Antidepressant Response and Stress Resilience Are Promoted by CART Peptides in GABAergic Neurons of the Anterior Cingulate Cortex

A key challenge in the understanding and treatment of depression is identifying cell types and molecular mechanisms that mediate behavioral responses to antidepressant drugs. As treatment responses in clinical depression are heterogeneous, it is crucial to examine treatment responders and nonresponders in preclinical studies. We utilized the large variance in behavioral responses to chronic treatment with multiple class of antidepressant drugs in different inbred mouse strains and classified the mice into responders and nonresponders based on their response in the forced swim test. Medial prefrontal cortex tissues were subjected to RNA sequencing to identify molecules that are consistently associated across antidepressant responders. We developed and employed virus-mediated gene transfer to induce the gene of interest in specific cell types and performed forced swim test, sucrose preference, social interaction, and open field tests to investigate antidepressant-like and anxiety behaviors. Cocaine- and amphetamine-regulated transcript peptide ( Cartpt ) expression was consistently upregulated in responders to four types of antidepressants but not in nonresponders in different mice strains.
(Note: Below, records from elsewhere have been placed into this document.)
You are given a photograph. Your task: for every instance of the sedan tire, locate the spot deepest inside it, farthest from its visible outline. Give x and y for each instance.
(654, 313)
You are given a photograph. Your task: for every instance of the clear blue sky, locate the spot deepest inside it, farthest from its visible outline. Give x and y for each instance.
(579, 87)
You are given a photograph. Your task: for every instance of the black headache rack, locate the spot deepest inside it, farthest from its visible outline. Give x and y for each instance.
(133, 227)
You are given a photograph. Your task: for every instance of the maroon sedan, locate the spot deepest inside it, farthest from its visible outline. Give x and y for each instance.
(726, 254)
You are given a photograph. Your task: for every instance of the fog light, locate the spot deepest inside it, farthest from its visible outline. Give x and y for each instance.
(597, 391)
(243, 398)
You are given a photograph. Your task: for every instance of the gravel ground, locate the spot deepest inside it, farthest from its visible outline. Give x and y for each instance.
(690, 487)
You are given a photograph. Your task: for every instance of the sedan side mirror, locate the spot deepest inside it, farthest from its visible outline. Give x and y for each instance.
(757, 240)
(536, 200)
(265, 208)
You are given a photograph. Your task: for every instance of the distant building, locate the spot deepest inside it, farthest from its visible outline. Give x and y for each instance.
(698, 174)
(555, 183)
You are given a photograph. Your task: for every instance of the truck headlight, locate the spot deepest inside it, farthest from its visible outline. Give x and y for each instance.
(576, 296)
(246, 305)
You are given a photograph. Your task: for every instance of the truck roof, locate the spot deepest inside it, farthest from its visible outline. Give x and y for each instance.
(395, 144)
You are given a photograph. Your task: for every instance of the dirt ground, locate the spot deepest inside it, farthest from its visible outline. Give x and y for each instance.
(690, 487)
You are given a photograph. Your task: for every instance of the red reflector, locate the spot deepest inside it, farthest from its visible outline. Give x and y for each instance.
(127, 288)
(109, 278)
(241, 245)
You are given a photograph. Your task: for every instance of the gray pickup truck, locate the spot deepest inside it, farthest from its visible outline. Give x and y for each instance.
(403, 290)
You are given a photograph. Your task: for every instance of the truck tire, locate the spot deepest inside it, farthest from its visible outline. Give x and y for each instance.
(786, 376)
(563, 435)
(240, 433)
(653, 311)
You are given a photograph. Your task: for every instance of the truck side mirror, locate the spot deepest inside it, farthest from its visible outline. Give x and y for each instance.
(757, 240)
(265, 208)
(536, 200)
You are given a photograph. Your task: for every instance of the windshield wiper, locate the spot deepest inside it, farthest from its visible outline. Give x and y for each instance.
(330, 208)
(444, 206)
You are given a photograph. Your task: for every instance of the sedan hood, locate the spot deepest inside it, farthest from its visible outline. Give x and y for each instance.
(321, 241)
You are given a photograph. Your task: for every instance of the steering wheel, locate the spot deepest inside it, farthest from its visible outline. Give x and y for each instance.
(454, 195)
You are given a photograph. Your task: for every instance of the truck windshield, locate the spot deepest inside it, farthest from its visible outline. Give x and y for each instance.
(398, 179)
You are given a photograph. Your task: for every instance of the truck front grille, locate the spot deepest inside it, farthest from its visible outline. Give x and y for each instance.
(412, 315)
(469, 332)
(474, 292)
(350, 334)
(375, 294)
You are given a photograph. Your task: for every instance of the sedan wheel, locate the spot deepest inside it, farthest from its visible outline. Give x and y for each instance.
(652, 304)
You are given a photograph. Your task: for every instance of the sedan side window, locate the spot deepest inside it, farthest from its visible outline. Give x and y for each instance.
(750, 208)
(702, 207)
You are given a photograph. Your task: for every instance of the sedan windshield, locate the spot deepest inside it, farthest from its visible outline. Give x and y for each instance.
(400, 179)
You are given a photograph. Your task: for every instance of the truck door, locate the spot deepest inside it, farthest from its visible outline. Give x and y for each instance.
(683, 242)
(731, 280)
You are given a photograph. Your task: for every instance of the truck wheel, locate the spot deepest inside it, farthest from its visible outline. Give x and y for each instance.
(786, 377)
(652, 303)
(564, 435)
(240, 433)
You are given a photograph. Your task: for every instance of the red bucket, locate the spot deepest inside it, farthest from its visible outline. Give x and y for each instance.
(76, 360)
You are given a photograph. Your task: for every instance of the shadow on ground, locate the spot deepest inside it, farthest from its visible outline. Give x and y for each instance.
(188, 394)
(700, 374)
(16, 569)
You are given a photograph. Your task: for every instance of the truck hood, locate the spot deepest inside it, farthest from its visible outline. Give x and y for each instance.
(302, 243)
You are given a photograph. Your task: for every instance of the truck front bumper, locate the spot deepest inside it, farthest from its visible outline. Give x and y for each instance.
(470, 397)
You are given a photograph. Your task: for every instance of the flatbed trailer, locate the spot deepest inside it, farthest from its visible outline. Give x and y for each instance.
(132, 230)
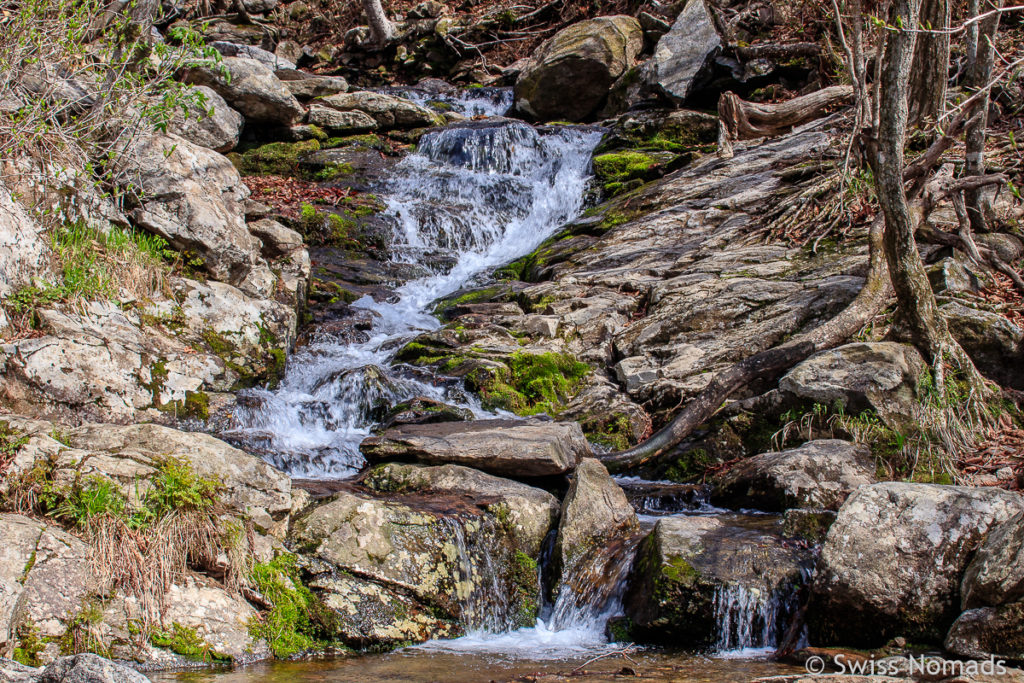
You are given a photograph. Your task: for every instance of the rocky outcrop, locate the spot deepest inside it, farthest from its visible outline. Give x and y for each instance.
(880, 376)
(686, 562)
(683, 54)
(507, 447)
(214, 125)
(585, 59)
(399, 566)
(893, 561)
(193, 198)
(818, 474)
(250, 87)
(389, 112)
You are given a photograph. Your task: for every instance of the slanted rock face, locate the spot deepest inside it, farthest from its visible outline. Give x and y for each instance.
(216, 126)
(508, 447)
(252, 89)
(387, 111)
(584, 59)
(995, 344)
(408, 567)
(192, 198)
(683, 53)
(686, 561)
(818, 474)
(872, 375)
(892, 562)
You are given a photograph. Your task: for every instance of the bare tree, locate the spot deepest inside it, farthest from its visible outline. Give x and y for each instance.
(380, 26)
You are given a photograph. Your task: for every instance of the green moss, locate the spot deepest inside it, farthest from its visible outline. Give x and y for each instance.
(185, 641)
(274, 159)
(298, 622)
(623, 166)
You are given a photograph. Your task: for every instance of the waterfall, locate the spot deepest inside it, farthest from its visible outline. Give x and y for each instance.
(481, 191)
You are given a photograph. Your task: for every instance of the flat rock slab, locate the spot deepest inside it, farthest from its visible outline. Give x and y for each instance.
(507, 447)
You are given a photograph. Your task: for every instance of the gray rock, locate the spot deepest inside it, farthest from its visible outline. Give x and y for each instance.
(988, 632)
(342, 123)
(682, 54)
(686, 562)
(818, 474)
(268, 59)
(216, 127)
(89, 669)
(252, 89)
(995, 344)
(861, 376)
(995, 575)
(307, 86)
(389, 112)
(893, 560)
(508, 447)
(595, 513)
(584, 58)
(193, 199)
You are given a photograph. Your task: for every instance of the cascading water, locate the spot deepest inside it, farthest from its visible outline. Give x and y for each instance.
(480, 193)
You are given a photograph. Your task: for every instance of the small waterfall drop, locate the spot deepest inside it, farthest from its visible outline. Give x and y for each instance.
(480, 193)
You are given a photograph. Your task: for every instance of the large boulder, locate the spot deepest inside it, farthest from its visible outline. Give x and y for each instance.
(192, 197)
(215, 125)
(818, 474)
(860, 376)
(23, 252)
(700, 581)
(506, 447)
(683, 54)
(250, 87)
(389, 112)
(995, 344)
(892, 562)
(399, 566)
(584, 59)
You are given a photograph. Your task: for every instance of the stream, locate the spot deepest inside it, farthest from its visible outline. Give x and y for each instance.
(472, 197)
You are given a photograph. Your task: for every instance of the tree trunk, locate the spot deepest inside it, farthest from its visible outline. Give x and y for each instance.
(916, 307)
(978, 208)
(931, 66)
(380, 27)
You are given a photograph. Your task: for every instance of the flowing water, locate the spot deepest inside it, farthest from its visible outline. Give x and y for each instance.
(472, 197)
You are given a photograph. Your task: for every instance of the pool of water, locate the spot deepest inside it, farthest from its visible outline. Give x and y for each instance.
(427, 666)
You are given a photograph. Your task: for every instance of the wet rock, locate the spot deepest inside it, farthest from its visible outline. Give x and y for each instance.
(387, 111)
(528, 512)
(409, 567)
(251, 88)
(882, 376)
(265, 57)
(341, 123)
(509, 447)
(215, 125)
(595, 512)
(686, 562)
(893, 560)
(308, 86)
(423, 411)
(584, 58)
(818, 474)
(89, 668)
(683, 54)
(988, 632)
(193, 199)
(995, 344)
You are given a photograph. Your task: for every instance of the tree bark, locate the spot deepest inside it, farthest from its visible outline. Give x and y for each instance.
(380, 26)
(930, 72)
(978, 208)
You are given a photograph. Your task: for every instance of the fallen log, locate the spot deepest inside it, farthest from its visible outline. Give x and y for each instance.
(740, 120)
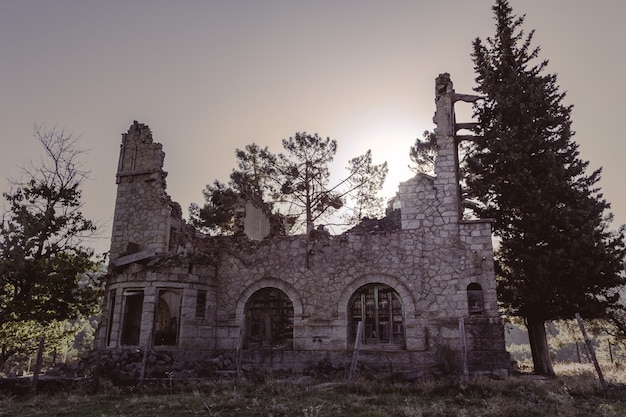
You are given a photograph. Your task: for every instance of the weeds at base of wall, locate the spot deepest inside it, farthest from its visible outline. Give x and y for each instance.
(571, 394)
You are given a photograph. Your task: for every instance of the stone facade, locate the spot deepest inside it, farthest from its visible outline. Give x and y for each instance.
(291, 302)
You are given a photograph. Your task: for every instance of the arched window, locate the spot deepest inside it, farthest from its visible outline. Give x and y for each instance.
(167, 318)
(269, 320)
(379, 308)
(475, 299)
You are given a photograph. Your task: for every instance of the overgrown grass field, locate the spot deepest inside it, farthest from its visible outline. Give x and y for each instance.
(574, 392)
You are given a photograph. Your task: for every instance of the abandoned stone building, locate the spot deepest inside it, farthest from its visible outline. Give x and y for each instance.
(415, 293)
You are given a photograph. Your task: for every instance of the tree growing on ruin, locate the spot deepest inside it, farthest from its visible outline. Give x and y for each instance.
(557, 254)
(253, 178)
(423, 153)
(46, 274)
(295, 183)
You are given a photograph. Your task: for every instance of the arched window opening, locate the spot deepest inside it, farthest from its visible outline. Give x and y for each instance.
(269, 320)
(167, 318)
(379, 307)
(475, 299)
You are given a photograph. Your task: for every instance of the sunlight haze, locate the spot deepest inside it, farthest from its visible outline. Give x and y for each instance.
(212, 76)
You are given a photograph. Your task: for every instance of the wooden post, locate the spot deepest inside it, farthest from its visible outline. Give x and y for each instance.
(463, 350)
(33, 386)
(355, 354)
(239, 348)
(592, 353)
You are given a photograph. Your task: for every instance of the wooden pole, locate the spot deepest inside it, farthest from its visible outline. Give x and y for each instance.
(355, 354)
(463, 350)
(592, 353)
(239, 348)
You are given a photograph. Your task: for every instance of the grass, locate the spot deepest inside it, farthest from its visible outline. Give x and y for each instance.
(574, 392)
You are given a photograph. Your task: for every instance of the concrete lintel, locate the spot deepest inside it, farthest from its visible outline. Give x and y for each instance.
(134, 257)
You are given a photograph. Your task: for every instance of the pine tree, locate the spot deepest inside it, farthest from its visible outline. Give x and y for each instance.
(557, 254)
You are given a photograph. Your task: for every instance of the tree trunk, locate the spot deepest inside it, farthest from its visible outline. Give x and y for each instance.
(539, 346)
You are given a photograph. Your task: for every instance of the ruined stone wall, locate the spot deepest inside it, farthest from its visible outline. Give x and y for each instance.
(439, 266)
(141, 183)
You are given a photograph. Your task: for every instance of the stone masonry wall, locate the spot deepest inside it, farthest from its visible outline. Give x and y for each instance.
(431, 264)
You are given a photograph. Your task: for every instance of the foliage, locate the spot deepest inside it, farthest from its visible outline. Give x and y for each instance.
(46, 275)
(218, 213)
(295, 182)
(423, 153)
(557, 255)
(574, 393)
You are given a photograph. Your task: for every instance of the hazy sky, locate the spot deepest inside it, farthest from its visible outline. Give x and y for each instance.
(212, 76)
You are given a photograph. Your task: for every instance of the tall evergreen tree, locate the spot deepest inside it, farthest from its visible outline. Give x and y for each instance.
(557, 254)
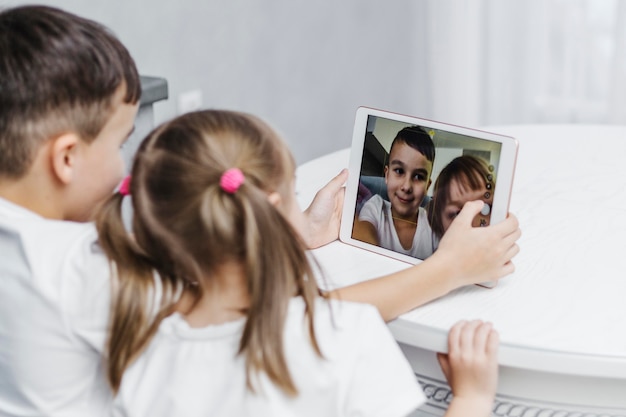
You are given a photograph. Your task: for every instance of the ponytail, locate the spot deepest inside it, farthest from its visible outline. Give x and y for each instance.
(135, 314)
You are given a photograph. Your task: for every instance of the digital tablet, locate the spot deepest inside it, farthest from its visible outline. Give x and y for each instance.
(414, 175)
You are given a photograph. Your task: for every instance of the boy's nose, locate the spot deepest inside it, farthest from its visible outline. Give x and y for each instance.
(406, 186)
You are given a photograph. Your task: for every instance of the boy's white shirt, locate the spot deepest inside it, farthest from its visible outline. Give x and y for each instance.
(196, 371)
(54, 306)
(377, 211)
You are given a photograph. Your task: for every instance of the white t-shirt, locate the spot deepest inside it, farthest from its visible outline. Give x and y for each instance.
(377, 211)
(196, 371)
(54, 304)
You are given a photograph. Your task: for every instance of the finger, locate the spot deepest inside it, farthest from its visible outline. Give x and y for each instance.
(454, 336)
(508, 227)
(444, 364)
(340, 200)
(339, 180)
(493, 343)
(481, 335)
(469, 211)
(468, 335)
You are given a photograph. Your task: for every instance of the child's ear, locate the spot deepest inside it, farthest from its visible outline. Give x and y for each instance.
(63, 154)
(275, 199)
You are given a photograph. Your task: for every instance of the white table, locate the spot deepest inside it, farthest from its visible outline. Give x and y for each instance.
(562, 315)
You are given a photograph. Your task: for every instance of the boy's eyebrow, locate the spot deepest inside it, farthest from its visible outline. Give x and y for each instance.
(132, 130)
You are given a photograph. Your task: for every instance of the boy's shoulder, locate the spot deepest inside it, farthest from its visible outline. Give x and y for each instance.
(51, 250)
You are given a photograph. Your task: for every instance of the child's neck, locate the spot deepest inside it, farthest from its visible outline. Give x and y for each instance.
(29, 193)
(225, 298)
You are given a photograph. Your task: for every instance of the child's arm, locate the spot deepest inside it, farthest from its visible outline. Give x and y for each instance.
(324, 212)
(471, 368)
(466, 255)
(365, 232)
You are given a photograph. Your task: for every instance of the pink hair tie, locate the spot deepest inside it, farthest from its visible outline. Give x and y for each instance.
(125, 186)
(231, 180)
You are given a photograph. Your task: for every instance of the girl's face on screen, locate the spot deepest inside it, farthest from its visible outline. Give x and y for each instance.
(458, 195)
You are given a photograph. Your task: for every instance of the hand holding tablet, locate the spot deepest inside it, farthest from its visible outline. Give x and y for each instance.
(414, 177)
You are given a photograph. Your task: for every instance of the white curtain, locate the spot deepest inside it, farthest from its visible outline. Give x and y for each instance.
(533, 61)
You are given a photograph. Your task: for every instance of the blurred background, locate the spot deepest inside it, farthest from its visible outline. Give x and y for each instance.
(305, 66)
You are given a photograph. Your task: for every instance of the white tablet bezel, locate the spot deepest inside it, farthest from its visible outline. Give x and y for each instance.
(504, 174)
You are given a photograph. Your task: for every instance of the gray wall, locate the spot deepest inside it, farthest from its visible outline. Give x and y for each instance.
(304, 66)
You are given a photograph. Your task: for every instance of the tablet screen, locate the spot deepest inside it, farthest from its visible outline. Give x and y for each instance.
(414, 175)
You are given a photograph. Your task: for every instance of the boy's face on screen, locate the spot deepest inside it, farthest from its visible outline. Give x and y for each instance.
(100, 166)
(407, 177)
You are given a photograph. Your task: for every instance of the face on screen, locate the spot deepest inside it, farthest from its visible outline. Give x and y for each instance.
(409, 195)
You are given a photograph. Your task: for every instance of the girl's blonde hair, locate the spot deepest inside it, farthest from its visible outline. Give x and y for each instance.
(471, 173)
(185, 227)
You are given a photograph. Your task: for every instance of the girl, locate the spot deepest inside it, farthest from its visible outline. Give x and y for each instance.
(465, 178)
(216, 310)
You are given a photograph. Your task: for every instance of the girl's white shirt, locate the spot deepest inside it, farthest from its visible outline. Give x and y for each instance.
(196, 371)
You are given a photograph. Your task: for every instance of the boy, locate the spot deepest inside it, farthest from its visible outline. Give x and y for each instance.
(68, 95)
(401, 224)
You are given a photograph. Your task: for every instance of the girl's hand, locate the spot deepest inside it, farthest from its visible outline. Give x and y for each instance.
(471, 366)
(479, 254)
(324, 212)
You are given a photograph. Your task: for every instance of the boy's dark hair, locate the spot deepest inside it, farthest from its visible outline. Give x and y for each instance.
(58, 73)
(418, 139)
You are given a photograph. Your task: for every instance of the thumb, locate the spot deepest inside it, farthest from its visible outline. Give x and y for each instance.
(469, 211)
(444, 364)
(339, 180)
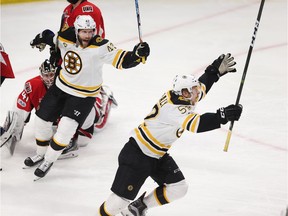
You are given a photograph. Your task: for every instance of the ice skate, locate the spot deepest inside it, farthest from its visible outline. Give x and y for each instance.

Responder mice given a single dose of ketamine, a fast-acting non-monoamine-based antidepressant, exhibited high CART peptide expression. CART peptide overexpression in the GABAergic neurons of the anterior cingulate cortex (aCC) led to antidepressant-like behavior and drove chronic stress resiliency independently of mouse genetic background. These data demonstrate that activation of CART peptide signaling in GABAergic neurons of the aCC is a common molecular mechanism across antidepressant responders and that this pathway also drives stress resilience.